Randall’s confidence in the Golden State Warriors defeating the Cleveland Cavaliers in the NBA Finals — a sentiment echoed by essentially anyone who watches basketball or has even overhead a single conversation about the playoffs — caused him to make an error in at least estimation, if not judgment. “I’ll buy everyone who retweet’s [sic] this a jersey…” if the Cavs win the championship, proclaimed Randall.

What were his odds of ever accomplishing that?
At 100 retweets, Randall could pull off the feat of buying the jerseys. At 1,000, it starts to get expensive for a player who will make $1,514,418 with the Browns this year. It’s a large sum for most of us, but after paying taxes, agents, and the normal increased financial expenditures of a professional athlete, that figure dwindles quickly. At 1,000 jerseys, if Randall spent even $20 in buying and sending each one, that would be $20,000 spend on an impulsive tweet, one the he finally conceded had to be a “joke” well after it crossed 100,000 retweets.

But 100,000, let alone 1.1 million, was exponentially more than Randall could have ever handled.

The top-selling Cavs jersey at the NBA team store is a $69.99 LeBron James (obviously) “fast break replica.” I have no idea how a person would start to sort out jersey sizes for a million people (let alone 100 people), but I chose a large and added it to my cart. There is free shipping on orders over $49 — no problem for Randall, as his order would have easily cleared $10 million from my early guesstimates — and while I have no promo code, maybe Randall’s could be “WHOOPS4GOTLEBRON.”

At $70, with the potential benefit of no cost of shipping (which likely will not apply to Randall’s international retweets), we are looking at $70,000 just for 1,000 retweets. At 10,000 retweets, that’s a cool $700,000, almost certainly more money than Randall will take home this year from his NFL paycheck. But at 1.1 million retweets, that’s a total cost of $77,000,000.

To put that into context, that’s a tiny bit more than half of the $150,000,000 that Matt Ryan just received in his league-record contract with the Atlanta Falcons. If Ryan somehow earned every penny of the five-year deal, he’d basically have to spend all of his post-tax take-home pay on fulfilling a promise to send jerseys to over a million people. Of course, Ryan didn’t make that promise and he isn’t the one on a rookie contract for a recently-traded cornerback.

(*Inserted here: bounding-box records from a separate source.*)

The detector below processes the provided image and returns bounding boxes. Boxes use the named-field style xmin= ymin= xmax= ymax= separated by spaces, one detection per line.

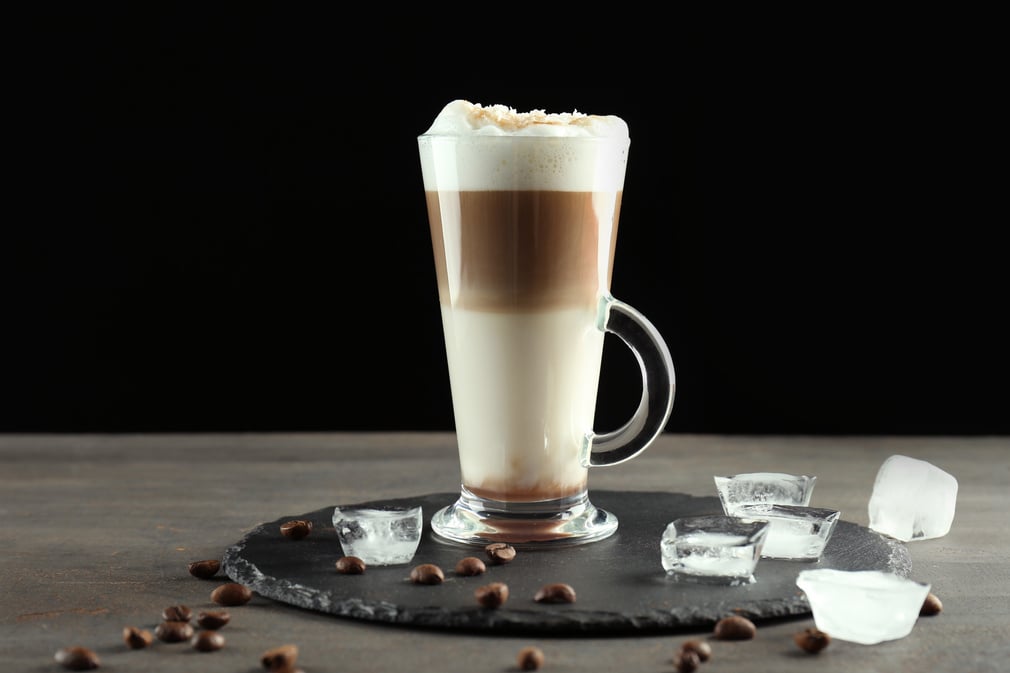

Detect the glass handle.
xmin=583 ymin=295 xmax=676 ymax=467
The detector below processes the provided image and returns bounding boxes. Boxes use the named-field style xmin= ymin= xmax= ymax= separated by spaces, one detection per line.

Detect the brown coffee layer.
xmin=464 ymin=481 xmax=586 ymax=502
xmin=425 ymin=191 xmax=621 ymax=311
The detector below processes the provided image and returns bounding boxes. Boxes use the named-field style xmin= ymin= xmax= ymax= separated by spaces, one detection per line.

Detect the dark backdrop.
xmin=0 ymin=9 xmax=1010 ymax=434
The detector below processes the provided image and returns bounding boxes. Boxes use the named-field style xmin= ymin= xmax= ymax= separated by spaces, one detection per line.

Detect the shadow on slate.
xmin=222 ymin=490 xmax=911 ymax=636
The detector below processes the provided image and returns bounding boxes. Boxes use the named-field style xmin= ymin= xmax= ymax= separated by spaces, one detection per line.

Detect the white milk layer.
xmin=442 ymin=306 xmax=604 ymax=499
xmin=418 ymin=100 xmax=630 ymax=192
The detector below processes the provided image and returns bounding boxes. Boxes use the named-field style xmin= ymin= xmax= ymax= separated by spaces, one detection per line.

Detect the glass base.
xmin=431 ymin=488 xmax=617 ymax=548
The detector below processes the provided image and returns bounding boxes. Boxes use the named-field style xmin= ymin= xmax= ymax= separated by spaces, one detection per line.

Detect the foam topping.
xmin=424 ymin=99 xmax=628 ymax=137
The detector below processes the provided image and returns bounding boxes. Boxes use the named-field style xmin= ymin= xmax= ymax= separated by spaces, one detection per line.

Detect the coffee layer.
xmin=425 ymin=190 xmax=621 ymax=311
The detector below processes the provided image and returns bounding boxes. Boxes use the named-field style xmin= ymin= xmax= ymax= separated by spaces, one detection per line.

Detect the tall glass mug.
xmin=418 ymin=100 xmax=674 ymax=546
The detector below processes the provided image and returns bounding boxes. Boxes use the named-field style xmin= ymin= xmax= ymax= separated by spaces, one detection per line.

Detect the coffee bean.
xmin=54 ymin=647 xmax=101 ymax=671
xmin=410 ymin=563 xmax=445 ymax=584
xmin=712 ymin=614 xmax=758 ymax=641
xmin=123 ymin=627 xmax=155 ymax=650
xmin=484 ymin=543 xmax=515 ymax=565
xmin=793 ymin=627 xmax=831 ymax=654
xmin=155 ymin=621 xmax=193 ymax=643
xmin=260 ymin=645 xmax=298 ymax=672
xmin=162 ymin=605 xmax=193 ymax=621
xmin=533 ymin=582 xmax=575 ymax=603
xmin=196 ymin=610 xmax=231 ymax=631
xmin=281 ymin=518 xmax=312 ymax=540
xmin=674 ymin=648 xmax=701 ymax=673
xmin=189 ymin=559 xmax=221 ymax=579
xmin=210 ymin=582 xmax=253 ymax=605
xmin=336 ymin=556 xmax=366 ymax=575
xmin=474 ymin=582 xmax=508 ymax=607
xmin=190 ymin=629 xmax=224 ymax=652
xmin=919 ymin=593 xmax=943 ymax=616
xmin=516 ymin=645 xmax=543 ymax=671
xmin=456 ymin=556 xmax=488 ymax=577
xmin=681 ymin=640 xmax=712 ymax=662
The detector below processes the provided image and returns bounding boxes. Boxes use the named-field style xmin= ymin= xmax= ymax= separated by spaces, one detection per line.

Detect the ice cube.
xmin=333 ymin=505 xmax=423 ymax=566
xmin=660 ymin=514 xmax=769 ymax=586
xmin=736 ymin=503 xmax=840 ymax=561
xmin=796 ymin=568 xmax=929 ymax=645
xmin=869 ymin=455 xmax=957 ymax=542
xmin=714 ymin=472 xmax=817 ymax=515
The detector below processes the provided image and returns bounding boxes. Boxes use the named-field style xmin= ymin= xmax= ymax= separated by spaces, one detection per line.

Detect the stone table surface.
xmin=0 ymin=432 xmax=1010 ymax=673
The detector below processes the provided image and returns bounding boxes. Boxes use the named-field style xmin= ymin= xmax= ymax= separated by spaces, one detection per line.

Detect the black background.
xmin=0 ymin=8 xmax=1010 ymax=434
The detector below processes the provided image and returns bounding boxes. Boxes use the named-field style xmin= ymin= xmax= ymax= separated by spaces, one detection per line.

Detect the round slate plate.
xmin=222 ymin=490 xmax=911 ymax=636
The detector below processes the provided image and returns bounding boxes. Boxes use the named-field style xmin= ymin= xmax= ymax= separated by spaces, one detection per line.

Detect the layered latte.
xmin=418 ymin=100 xmax=629 ymax=502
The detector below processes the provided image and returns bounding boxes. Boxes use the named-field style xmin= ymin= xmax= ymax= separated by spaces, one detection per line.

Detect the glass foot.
xmin=431 ymin=488 xmax=617 ymax=548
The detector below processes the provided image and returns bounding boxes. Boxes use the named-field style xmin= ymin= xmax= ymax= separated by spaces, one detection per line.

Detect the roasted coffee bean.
xmin=793 ymin=627 xmax=831 ymax=654
xmin=712 ymin=614 xmax=758 ymax=641
xmin=155 ymin=621 xmax=193 ymax=643
xmin=919 ymin=593 xmax=943 ymax=616
xmin=336 ymin=556 xmax=365 ymax=575
xmin=210 ymin=582 xmax=253 ymax=605
xmin=260 ymin=645 xmax=298 ymax=672
xmin=281 ymin=518 xmax=312 ymax=540
xmin=674 ymin=649 xmax=701 ymax=673
xmin=190 ymin=629 xmax=224 ymax=652
xmin=189 ymin=559 xmax=221 ymax=579
xmin=456 ymin=556 xmax=488 ymax=577
xmin=410 ymin=563 xmax=445 ymax=584
xmin=516 ymin=645 xmax=543 ymax=671
xmin=533 ymin=582 xmax=575 ymax=603
xmin=54 ymin=647 xmax=101 ymax=671
xmin=123 ymin=627 xmax=155 ymax=650
xmin=162 ymin=605 xmax=193 ymax=621
xmin=484 ymin=543 xmax=515 ymax=565
xmin=196 ymin=610 xmax=231 ymax=631
xmin=474 ymin=582 xmax=508 ymax=607
xmin=681 ymin=640 xmax=712 ymax=662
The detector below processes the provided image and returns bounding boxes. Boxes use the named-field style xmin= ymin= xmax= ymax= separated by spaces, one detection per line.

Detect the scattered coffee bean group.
xmin=456 ymin=556 xmax=488 ymax=577
xmin=674 ymin=639 xmax=712 ymax=673
xmin=919 ymin=593 xmax=943 ymax=616
xmin=712 ymin=614 xmax=758 ymax=641
xmin=123 ymin=627 xmax=155 ymax=650
xmin=196 ymin=610 xmax=231 ymax=631
xmin=410 ymin=563 xmax=445 ymax=584
xmin=516 ymin=645 xmax=543 ymax=671
xmin=189 ymin=559 xmax=221 ymax=579
xmin=474 ymin=582 xmax=508 ymax=607
xmin=793 ymin=627 xmax=831 ymax=654
xmin=484 ymin=543 xmax=515 ymax=565
xmin=336 ymin=556 xmax=366 ymax=575
xmin=210 ymin=582 xmax=253 ymax=607
xmin=533 ymin=582 xmax=575 ymax=603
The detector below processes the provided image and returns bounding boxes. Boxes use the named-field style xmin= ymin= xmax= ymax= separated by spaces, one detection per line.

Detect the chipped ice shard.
xmin=714 ymin=472 xmax=817 ymax=515
xmin=660 ymin=514 xmax=769 ymax=586
xmin=333 ymin=506 xmax=423 ymax=566
xmin=796 ymin=568 xmax=930 ymax=645
xmin=869 ymin=455 xmax=957 ymax=542
xmin=737 ymin=503 xmax=840 ymax=561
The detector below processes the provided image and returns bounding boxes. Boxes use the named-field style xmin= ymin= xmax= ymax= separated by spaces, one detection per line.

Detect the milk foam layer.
xmin=418 ymin=100 xmax=630 ymax=192
xmin=442 ymin=306 xmax=604 ymax=500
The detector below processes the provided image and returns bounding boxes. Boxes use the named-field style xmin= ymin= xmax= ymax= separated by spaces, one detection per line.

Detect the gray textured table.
xmin=0 ymin=434 xmax=1010 ymax=673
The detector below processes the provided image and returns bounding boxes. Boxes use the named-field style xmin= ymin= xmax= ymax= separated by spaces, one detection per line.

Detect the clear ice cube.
xmin=869 ymin=455 xmax=957 ymax=542
xmin=660 ymin=514 xmax=769 ymax=586
xmin=737 ymin=503 xmax=840 ymax=561
xmin=796 ymin=568 xmax=929 ymax=645
xmin=333 ymin=505 xmax=423 ymax=566
xmin=714 ymin=472 xmax=817 ymax=515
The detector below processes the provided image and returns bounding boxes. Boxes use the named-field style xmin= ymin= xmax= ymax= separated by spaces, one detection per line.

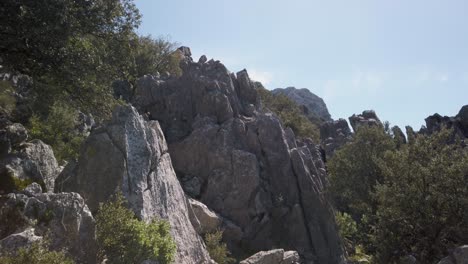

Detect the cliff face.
xmin=56 ymin=106 xmax=214 ymax=264
xmin=133 ymin=48 xmax=343 ymax=263
xmin=272 ymin=87 xmax=332 ymax=121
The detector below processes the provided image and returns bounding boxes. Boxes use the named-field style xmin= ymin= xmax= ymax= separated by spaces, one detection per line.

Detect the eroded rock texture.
xmin=0 ymin=122 xmax=61 ymax=194
xmin=56 ymin=106 xmax=210 ymax=264
xmin=134 ymin=46 xmax=343 ymax=263
xmin=0 ymin=183 xmax=97 ymax=264
xmin=272 ymin=87 xmax=332 ymax=122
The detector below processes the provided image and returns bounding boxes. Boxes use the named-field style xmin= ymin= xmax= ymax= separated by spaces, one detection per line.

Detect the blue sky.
xmin=136 ymin=0 xmax=468 ymax=129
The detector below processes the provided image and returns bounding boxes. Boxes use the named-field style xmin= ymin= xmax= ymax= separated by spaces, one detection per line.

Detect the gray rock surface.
xmin=0 ymin=228 xmax=42 ymax=253
xmin=56 ymin=106 xmax=214 ymax=264
xmin=349 ymin=110 xmax=383 ymax=132
xmin=272 ymin=87 xmax=332 ymax=121
xmin=0 ymin=123 xmax=61 ymax=194
xmin=0 ymin=186 xmax=97 ymax=264
xmin=188 ymin=198 xmax=223 ymax=234
xmin=134 ymin=49 xmax=343 ymax=263
xmin=239 ymin=249 xmax=300 ymax=264
xmin=437 ymin=245 xmax=468 ymax=264
xmin=320 ymin=118 xmax=352 ymax=159
xmin=419 ymin=105 xmax=468 ymax=138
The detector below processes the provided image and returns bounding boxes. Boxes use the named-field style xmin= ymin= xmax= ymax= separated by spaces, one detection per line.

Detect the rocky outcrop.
xmin=349 ymin=110 xmax=383 ymax=131
xmin=134 ymin=48 xmax=343 ymax=263
xmin=0 ymin=123 xmax=60 ymax=194
xmin=272 ymin=87 xmax=332 ymax=121
xmin=437 ymin=245 xmax=468 ymax=264
xmin=0 ymin=183 xmax=97 ymax=264
xmin=320 ymin=118 xmax=352 ymax=159
xmin=239 ymin=249 xmax=300 ymax=264
xmin=188 ymin=198 xmax=223 ymax=235
xmin=419 ymin=105 xmax=468 ymax=138
xmin=56 ymin=106 xmax=214 ymax=264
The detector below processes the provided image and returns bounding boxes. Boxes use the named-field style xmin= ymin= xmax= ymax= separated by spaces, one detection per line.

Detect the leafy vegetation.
xmin=328 ymin=127 xmax=468 ymax=263
xmin=0 ymin=0 xmax=181 ymax=164
xmin=205 ymin=230 xmax=236 ymax=264
xmin=96 ymin=194 xmax=176 ymax=264
xmin=257 ymin=83 xmax=320 ymax=142
xmin=0 ymin=242 xmax=74 ymax=264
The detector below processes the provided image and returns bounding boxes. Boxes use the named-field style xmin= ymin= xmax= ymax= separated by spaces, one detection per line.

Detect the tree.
xmin=135 ymin=36 xmax=182 ymax=77
xmin=0 ymin=0 xmax=140 ymax=118
xmin=96 ymin=193 xmax=176 ymax=264
xmin=256 ymin=83 xmax=320 ymax=142
xmin=327 ymin=126 xmax=395 ymax=219
xmin=373 ymin=129 xmax=468 ymax=263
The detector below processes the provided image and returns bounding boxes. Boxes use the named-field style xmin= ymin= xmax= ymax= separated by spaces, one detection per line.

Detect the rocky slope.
xmin=272 ymin=87 xmax=332 ymax=122
xmin=133 ymin=48 xmax=343 ymax=263
xmin=56 ymin=106 xmax=214 ymax=264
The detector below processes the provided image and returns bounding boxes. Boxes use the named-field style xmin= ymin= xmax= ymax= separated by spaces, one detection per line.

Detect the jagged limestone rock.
xmin=0 ymin=186 xmax=97 ymax=264
xmin=56 ymin=106 xmax=214 ymax=264
xmin=133 ymin=48 xmax=343 ymax=263
xmin=272 ymin=87 xmax=332 ymax=121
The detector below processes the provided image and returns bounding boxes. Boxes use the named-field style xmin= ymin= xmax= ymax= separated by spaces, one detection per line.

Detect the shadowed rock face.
xmin=272 ymin=87 xmax=332 ymax=121
xmin=134 ymin=48 xmax=343 ymax=263
xmin=56 ymin=106 xmax=210 ymax=264
xmin=0 ymin=183 xmax=97 ymax=264
xmin=0 ymin=123 xmax=60 ymax=194
xmin=419 ymin=105 xmax=468 ymax=138
xmin=349 ymin=110 xmax=383 ymax=131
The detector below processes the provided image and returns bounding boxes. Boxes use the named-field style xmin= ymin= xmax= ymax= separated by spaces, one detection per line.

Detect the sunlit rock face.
xmin=56 ymin=106 xmax=210 ymax=264
xmin=133 ymin=48 xmax=343 ymax=263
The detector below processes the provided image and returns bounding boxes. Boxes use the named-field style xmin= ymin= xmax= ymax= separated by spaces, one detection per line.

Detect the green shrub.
xmin=28 ymin=103 xmax=84 ymax=161
xmin=205 ymin=230 xmax=236 ymax=264
xmin=96 ymin=193 xmax=176 ymax=264
xmin=0 ymin=242 xmax=74 ymax=264
xmin=0 ymin=80 xmax=16 ymax=114
xmin=256 ymin=83 xmax=320 ymax=142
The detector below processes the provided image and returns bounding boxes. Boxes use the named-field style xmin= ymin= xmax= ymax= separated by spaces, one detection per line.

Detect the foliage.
xmin=335 ymin=212 xmax=372 ymax=264
xmin=328 ymin=126 xmax=468 ymax=263
xmin=96 ymin=193 xmax=176 ymax=264
xmin=0 ymin=0 xmax=140 ymax=117
xmin=257 ymin=83 xmax=320 ymax=142
xmin=135 ymin=36 xmax=182 ymax=76
xmin=205 ymin=230 xmax=236 ymax=264
xmin=373 ymin=129 xmax=468 ymax=263
xmin=327 ymin=126 xmax=395 ymax=219
xmin=28 ymin=103 xmax=84 ymax=161
xmin=0 ymin=242 xmax=74 ymax=264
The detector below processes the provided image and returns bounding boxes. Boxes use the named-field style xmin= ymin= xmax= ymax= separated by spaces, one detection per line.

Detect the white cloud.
xmin=247 ymin=70 xmax=273 ymax=85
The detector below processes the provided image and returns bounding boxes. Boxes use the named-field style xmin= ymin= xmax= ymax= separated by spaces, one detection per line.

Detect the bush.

Of course, Randall could always cut costs by finding the cheapest Cavs jersey possible. The problem there is that you won’t find 1.1 million jerseys on Ebay, and there’s not even a guarantee that 1.1 million Cleveland jerseys even exist on the market en total, especially if you were cutting costs by getting any jersey that wasn’t of the LeBron variety; I can’t imagine that the NBA has sold anything close to a million non-LeBron jerseys in the most recent LeBron era.

The cheapest Cavs jersey on Amazon is a “youth” version for $10 before taxes and shipping. This would be a nice way for Randall to work his way around the $77,000,000 figure while still technically fulfilling his promise, but even in a miracle world of getting a Costco-style wholesale discount at $1 per, he obviously can’t spend $1.1 million in a single purchase; Randall made exactly $1,154,612 with the Green Bay Packers last season. Even the most frugal version of Randall doesn’t have that kind of dough.

If Randall had waited long enough to see J.R. Smith hand Game 1 over to the Warriors, perhaps he could have kept doubling down on his promise, knowing that he’d never have to fulfill it anyway. I’m not sure exactly how he would have ever gotten 1.1 million addresses anyway.

That would be a lot of sliding into DMs, even for a professional athlete.